Step 3 - Using Oil-Based White Eggshell Paint

The next step will be to use oil-based white eggshell paint as a base for your subsequent paints or glazes. Remember that this kind of paint can be mixed with any artist’s oil colored paints of your choice. It is up to you to decide if you want white paint or colored oil paint. The only thing you need to remember is that with varnish the light shades will get darker. Now get the paint and standard decorator’s brushes and make at least two coats of eggshell paint. Make sure that the first coat has dried before applying the second one.

Step 4 – Applying Wood Stain

Once the eggshell coat has dried, use the 3 inch brush and randomly apply brown glaze over it.  Use a small mottler to even it out, in slightly overlapping sweeps. Now drag the mottle on the wet glaze in a series of elongated but overlapping arcs to create a heart shaped grain pattern always starting from the bottom and work upwards. You should use a soft bristle brush to soften the effect.

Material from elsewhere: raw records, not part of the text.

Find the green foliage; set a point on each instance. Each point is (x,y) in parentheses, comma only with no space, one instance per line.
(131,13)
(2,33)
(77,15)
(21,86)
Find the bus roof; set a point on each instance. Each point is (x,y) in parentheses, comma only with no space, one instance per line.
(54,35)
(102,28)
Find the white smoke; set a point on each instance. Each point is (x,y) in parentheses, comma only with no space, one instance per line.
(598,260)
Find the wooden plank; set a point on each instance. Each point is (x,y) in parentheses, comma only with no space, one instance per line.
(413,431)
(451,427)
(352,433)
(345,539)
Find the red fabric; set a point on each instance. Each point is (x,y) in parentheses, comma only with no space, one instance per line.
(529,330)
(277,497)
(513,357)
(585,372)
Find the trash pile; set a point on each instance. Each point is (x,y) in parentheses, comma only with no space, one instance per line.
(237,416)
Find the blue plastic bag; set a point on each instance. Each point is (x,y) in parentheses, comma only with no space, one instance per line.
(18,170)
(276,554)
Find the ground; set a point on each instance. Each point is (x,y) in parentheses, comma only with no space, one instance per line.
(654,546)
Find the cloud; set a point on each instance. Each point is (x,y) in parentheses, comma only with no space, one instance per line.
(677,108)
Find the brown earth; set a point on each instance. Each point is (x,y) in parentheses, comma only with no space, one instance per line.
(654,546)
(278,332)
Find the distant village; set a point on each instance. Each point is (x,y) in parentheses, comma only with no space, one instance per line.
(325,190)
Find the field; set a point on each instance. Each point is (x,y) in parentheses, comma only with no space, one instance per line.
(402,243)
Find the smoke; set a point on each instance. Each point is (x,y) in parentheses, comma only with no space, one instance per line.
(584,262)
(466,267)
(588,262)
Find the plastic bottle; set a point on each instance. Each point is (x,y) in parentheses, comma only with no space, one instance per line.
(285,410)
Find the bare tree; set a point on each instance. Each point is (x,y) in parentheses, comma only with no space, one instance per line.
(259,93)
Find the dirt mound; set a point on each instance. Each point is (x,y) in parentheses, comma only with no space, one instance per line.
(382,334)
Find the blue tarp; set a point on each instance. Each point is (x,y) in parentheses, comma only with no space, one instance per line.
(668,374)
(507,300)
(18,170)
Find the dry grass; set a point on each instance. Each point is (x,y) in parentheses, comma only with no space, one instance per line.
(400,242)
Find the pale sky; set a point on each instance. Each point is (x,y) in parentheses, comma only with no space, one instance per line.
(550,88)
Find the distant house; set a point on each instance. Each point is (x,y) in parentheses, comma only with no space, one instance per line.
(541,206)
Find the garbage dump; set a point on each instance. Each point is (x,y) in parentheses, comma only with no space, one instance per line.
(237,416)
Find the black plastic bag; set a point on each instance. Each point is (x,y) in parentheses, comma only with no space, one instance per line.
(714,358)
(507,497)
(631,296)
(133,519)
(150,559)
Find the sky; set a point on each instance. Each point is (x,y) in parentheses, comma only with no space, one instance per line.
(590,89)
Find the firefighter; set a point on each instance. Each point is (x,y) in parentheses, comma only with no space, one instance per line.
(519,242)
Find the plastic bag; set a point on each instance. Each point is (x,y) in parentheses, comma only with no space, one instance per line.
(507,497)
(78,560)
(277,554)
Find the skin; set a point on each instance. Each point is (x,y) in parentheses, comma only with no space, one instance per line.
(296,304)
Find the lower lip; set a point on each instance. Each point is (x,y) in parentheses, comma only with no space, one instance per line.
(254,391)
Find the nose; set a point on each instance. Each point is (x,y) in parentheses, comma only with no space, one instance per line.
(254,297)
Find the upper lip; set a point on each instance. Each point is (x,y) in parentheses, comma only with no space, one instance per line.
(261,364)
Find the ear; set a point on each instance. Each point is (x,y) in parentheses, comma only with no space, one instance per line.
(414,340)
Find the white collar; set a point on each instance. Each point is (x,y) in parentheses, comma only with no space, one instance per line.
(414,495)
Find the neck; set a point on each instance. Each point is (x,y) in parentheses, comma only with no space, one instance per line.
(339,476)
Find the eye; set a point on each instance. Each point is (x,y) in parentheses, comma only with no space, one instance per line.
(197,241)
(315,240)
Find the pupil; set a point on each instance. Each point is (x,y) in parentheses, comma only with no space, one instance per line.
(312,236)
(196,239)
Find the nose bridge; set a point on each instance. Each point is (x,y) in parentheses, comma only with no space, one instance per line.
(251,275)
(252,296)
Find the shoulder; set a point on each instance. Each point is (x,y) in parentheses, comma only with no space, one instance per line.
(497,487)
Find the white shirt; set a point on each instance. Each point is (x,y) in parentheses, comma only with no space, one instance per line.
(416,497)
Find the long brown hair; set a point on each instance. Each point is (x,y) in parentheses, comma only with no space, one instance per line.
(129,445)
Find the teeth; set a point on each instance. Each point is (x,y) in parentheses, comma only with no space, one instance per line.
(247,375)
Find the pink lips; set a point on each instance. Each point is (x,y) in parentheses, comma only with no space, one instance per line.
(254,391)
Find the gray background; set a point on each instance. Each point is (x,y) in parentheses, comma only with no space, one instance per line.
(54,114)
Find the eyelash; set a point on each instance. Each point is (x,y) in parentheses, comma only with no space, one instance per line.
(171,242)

Once it has dried off take the wood staining product and with a small paintbrush apply a coat onto the surface. Then quickly sweep a dry rag over the wet surface in the direction of the grain to remove some of the stain.

Step 5 – Applying Varnish

After the stain has dried you can now apply the varnish by using a soft bristled brush. First use a mixture of diluted varnish (20% varnish and 80% mineral spirits). Make sure to be quick in applying this varnish and to apply in thin, elongated overlapping strokes. Let it dry well and apply at least another 2 coats of non-diluted varnish.

Step 6 – Buffing the Varnish

After having applied the third coat of varnish, wait for 30 minutes and then buff it off by using a medium grade sandpaper to get the appearance of natural wood. Do not press too hard because that will scrape off all the work. Your faux wood finish project is now finished.

This is one of the most effective ways to get the faux wood finish on an already painted surface. Remember that stripping the paint from the furniture is not necessary when you are trying to achieve the natural wood stain appearance because you can create the stain yourself.